Reste la pratique. Et encore une fois, il est presque étonnant de s'apercevoir que tous les éléments nécessaires à la fabrication d'une machine temporelle peuvent être achetés au supermarché local. Bon, presque tous. La génération de kaons neutres requiert un peu plus que quelques cylindres en titane et bouteilles d'azote liquide. Mais quand on est un « petit génie » comme moi, finalement, c'est assez faisable.

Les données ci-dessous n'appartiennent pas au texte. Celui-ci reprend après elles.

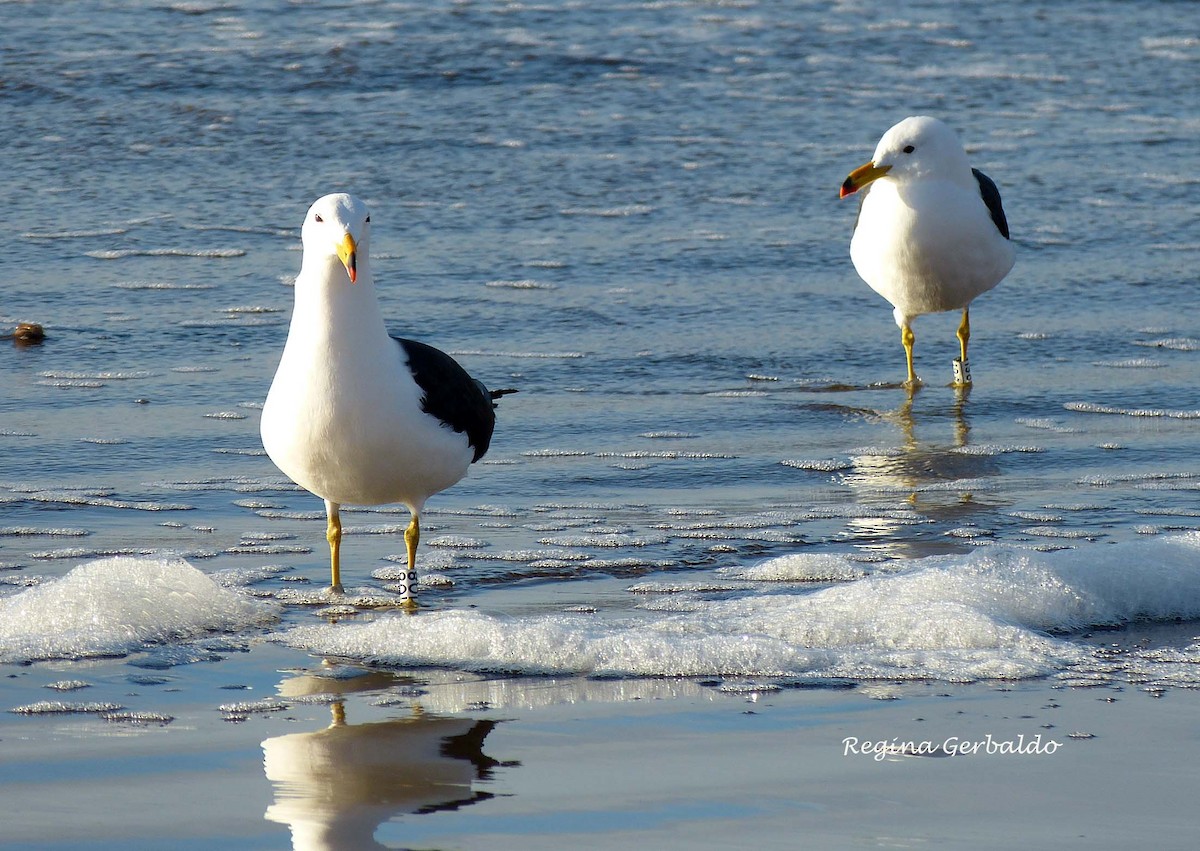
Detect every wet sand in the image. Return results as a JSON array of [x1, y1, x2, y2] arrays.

Enfin, le dernier élément — et sans doute le plus important — est la motivation. Car si les studios hollywoodiens sont toujours friands de scénarios apocalyptiques où le voyage dans le temps offre des possibilités quasi infinies, les véritables esprits scientifiques de notre monde s'accordent à penser que les paradoxes engendrés par un éventuel voyage inter-époques seraient si destructeurs que la construction d'un tel appareil ne vaut sans doute pas le risque, l'énergie et les moyens.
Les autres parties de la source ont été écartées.